Un dato che, oltretutto, accomuna questo referendum alle consultazioni referendarie che si sono svolte in Italia nell'ultima decina d'anni. Ma in fondo, il flop sembrava annunciato da giorni. E temuto da tutti coloro che hanno spinto fino alla fine i 5 quesiti.

Il referendum è stato inserito nel contesto di un election day, in contemporanea con le elezioni amministrative in 971 comuni, tra cui la grande Palermo, dove i problemi per la costituzione dei seggi e l'avvio delle votazioni non sono stati pochi, causa i forfait di scrutatori e presidenti di seggio.

Ma i promotori, tra cui Matteo Salvini, hanno sempre battuto sul tasto della scarsa comunicazione, a tutti i livelli, sui quesiti. Si sono appellati anche a Sergio Mattarella e a Mario Draghi, chiedendo loro di fare un appello al voto. La Lega aveva accusato senza tanti giri di parole i media di non aver dato abbastanza spazio al dibattito ed all'approfondimento delle ragioni del sì e del no ai cinque quesiti sulla riforma della giustizia.

Oggi il leghista Calderoli ha parlato di un "complotto per far fallire il referendum", accusa gravissima ma non supportata da fatti circostanziati.

Un'accusa condivisa da Silvio Berlusconi, secondo cui i referendum sulla giustizia «sono stati boicottati con il voto in un giorno solo. Sono stati boicottati con il silenzio assoluto su molti giornali e sulla televisione di Stato». Il tutto, sostiene il leader di Fi a urne aperte, sarebbe in linea con «una volontà precisa di mantenere le cose come stanno e gli italiani che non vanno a votare e se ne stanno a casa. Siamo dei masochisti».

In questo contesto, la Lega non manca di rilevare le difficoltà di una campagna elettorale in cui si è sentita in fondo lasciata sola dal resto del centrodestra. A partire da Fratelli d'Italia.
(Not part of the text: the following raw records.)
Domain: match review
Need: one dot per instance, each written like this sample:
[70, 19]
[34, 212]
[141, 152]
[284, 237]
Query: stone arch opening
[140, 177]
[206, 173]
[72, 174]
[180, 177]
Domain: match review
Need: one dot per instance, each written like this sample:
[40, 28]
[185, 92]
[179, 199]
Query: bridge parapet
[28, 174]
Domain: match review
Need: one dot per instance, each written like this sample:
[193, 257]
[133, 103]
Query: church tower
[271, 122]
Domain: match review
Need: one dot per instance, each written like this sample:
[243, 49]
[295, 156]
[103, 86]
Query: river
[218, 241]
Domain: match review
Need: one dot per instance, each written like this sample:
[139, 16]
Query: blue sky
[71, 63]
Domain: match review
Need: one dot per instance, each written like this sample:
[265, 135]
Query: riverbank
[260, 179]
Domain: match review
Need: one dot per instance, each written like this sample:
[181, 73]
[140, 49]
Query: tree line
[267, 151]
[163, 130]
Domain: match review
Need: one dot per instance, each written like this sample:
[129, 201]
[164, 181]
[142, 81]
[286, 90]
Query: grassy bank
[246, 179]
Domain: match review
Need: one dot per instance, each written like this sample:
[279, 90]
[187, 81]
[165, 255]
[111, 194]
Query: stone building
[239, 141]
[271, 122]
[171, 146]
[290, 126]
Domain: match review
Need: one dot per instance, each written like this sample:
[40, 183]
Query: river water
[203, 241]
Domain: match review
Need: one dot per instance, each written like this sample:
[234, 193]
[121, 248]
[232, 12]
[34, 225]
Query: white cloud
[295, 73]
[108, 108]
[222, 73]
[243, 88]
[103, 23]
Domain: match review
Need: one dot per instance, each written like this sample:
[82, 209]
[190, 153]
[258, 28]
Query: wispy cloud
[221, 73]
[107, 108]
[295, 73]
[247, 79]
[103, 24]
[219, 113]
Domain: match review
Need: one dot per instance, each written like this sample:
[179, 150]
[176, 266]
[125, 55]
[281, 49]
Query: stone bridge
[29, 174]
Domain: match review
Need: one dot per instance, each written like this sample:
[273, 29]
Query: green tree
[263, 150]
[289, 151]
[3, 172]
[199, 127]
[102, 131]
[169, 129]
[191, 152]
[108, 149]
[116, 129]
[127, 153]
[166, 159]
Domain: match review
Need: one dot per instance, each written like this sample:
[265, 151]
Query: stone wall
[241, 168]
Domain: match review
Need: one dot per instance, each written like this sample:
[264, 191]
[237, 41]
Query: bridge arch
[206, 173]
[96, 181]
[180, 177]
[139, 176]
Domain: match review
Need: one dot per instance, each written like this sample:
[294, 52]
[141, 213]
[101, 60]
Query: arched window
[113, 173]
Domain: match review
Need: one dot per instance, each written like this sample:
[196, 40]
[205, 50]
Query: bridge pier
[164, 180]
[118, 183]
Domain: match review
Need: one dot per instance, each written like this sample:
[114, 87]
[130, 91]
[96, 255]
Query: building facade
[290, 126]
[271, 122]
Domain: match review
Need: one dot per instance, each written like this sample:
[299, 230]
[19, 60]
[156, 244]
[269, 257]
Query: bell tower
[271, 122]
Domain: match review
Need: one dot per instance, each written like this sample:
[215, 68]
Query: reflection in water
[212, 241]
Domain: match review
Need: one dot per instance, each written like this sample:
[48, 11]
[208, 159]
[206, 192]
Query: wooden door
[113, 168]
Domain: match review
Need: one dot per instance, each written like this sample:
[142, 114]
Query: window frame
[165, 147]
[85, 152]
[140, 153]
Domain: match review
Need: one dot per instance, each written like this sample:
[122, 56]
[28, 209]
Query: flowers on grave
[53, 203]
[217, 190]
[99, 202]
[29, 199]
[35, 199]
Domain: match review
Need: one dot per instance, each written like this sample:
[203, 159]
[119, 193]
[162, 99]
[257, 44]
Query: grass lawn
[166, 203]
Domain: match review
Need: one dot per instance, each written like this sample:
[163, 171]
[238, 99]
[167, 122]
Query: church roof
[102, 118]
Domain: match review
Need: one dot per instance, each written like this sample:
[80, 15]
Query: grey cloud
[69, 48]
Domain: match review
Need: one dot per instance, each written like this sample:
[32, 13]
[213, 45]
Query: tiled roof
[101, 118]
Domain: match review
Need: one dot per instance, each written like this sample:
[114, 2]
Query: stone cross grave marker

Per il Carroccio, dunque, il risultato referendario ha il sapore di una battuta d'arresto, che potrebbe pesare ulteriormente anche nei già complicati rapporti interni alla coalizione.In ogni caso, c'è comunque chi spera che il mancato raggiungimento del quorum non fermi l'iniziativa legislativa in corso in Parlamento. Anche nel centrosinistra, i cui leader ieri hanno tenuto cucite le bocche rinviando, come anche Matteo Renzi, qualsiasi commento al giorno successivo.«Dobbiamo lavorare con ancora più determinazione per dare le giuste risposte su temi importanti e delicati», riflette Andrea De Maria del Pd.